U.S. deaths from cirrhosis of the liver increased by 65 percent from 1999 to 2016, according to a study published last week in the British Medical Journal. Deaths from liver cancer doubled. The highest average annual increase over those years—10.5 percent—was in people ages 25 to 34, and was driven entirely by alcohol-related liver disease. The increase comes as rates of binge drinking are also on the rise.
“What's happening with young people is dismaying to say the least,” Elliot Tapper, co-author of the study and a liver specialist at the University of Michigan, told NPR. Tapper said young people are showing up in his hospital and clinic every day with alcoholic liver disease.
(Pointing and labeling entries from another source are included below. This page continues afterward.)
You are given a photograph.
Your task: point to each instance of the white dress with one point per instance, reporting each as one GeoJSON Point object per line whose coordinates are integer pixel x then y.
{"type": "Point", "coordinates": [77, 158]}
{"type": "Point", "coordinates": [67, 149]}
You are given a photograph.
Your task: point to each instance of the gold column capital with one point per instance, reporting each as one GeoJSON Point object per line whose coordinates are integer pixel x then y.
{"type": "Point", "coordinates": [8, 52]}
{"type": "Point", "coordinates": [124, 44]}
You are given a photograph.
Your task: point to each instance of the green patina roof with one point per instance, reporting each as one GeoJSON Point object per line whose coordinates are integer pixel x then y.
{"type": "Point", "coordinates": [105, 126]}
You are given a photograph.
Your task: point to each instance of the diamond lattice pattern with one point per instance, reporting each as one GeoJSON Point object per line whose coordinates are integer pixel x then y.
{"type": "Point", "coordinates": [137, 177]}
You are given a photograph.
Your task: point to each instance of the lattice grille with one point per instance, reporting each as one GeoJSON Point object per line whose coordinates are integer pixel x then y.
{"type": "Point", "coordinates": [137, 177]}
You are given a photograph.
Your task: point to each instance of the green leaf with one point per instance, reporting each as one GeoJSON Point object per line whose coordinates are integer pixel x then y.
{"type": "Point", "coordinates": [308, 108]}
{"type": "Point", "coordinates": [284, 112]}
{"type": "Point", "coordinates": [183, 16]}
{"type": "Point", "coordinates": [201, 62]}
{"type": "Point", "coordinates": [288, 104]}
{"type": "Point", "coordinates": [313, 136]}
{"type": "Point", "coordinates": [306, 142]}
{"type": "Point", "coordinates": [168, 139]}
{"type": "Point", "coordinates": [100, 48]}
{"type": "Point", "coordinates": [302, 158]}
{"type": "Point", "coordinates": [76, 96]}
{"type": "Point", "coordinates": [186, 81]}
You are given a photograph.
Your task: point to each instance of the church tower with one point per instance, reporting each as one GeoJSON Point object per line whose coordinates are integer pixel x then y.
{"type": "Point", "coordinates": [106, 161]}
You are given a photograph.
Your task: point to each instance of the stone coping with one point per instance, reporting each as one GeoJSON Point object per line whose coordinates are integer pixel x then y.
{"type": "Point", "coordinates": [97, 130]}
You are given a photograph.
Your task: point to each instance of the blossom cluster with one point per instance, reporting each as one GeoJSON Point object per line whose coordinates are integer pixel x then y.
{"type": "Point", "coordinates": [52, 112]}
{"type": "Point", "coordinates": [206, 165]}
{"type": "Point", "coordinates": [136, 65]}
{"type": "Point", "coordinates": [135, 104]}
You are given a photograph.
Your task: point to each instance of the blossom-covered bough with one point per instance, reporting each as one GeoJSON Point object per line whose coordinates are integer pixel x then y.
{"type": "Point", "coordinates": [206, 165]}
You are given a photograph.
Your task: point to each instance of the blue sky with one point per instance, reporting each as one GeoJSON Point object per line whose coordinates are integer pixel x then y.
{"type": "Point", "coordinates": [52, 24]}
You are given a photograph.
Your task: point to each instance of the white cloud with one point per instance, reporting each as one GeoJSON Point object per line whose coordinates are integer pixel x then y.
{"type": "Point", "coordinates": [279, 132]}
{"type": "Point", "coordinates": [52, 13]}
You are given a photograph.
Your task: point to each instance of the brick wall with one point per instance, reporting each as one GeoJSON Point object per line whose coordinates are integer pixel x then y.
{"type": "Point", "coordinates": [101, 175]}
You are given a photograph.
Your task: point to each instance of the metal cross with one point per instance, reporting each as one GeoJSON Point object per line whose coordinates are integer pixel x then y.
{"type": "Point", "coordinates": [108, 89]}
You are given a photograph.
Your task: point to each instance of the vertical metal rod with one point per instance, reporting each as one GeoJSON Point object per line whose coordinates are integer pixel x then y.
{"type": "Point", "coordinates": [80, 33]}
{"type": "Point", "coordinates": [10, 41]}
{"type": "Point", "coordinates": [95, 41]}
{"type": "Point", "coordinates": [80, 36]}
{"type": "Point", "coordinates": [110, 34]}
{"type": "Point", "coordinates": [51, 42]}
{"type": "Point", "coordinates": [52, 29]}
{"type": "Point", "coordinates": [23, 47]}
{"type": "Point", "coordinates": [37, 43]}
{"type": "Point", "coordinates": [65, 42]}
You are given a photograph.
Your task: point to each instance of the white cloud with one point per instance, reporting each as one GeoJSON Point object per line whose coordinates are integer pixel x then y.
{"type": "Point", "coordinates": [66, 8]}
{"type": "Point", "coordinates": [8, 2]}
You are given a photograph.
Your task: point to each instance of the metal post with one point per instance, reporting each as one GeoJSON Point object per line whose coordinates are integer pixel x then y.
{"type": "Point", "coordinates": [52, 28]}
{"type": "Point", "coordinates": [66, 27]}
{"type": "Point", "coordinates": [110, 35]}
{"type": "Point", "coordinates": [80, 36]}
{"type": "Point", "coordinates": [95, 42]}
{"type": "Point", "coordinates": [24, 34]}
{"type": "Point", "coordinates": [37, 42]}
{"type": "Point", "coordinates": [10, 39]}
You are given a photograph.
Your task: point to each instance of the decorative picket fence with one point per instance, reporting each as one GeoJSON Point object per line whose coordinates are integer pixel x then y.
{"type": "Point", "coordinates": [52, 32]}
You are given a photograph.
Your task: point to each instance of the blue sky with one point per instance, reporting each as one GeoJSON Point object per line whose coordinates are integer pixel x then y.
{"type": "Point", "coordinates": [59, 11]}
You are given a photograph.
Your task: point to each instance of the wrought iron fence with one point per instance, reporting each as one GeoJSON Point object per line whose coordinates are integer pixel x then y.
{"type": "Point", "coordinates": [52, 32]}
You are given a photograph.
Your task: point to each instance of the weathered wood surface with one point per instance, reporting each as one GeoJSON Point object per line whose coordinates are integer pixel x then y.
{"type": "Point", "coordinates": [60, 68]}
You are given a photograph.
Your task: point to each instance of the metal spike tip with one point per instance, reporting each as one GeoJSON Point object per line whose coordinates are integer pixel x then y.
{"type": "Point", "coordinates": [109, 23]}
Researchers previously believed the condition primarily affected people after 30 years of heavy alcohol consumption, according to Mayo Clinic expert Vijay Shah.
The good news is that cirrhosis is often reversible: The liver sometimes repairs itself with reduced alcohol consumption.
“I've had patients who came to me in a wheelchair,” Tapper said. “Three months later, they're shoveling snow and their lab tests are normal. It's always because they made that choice to stop drinking.”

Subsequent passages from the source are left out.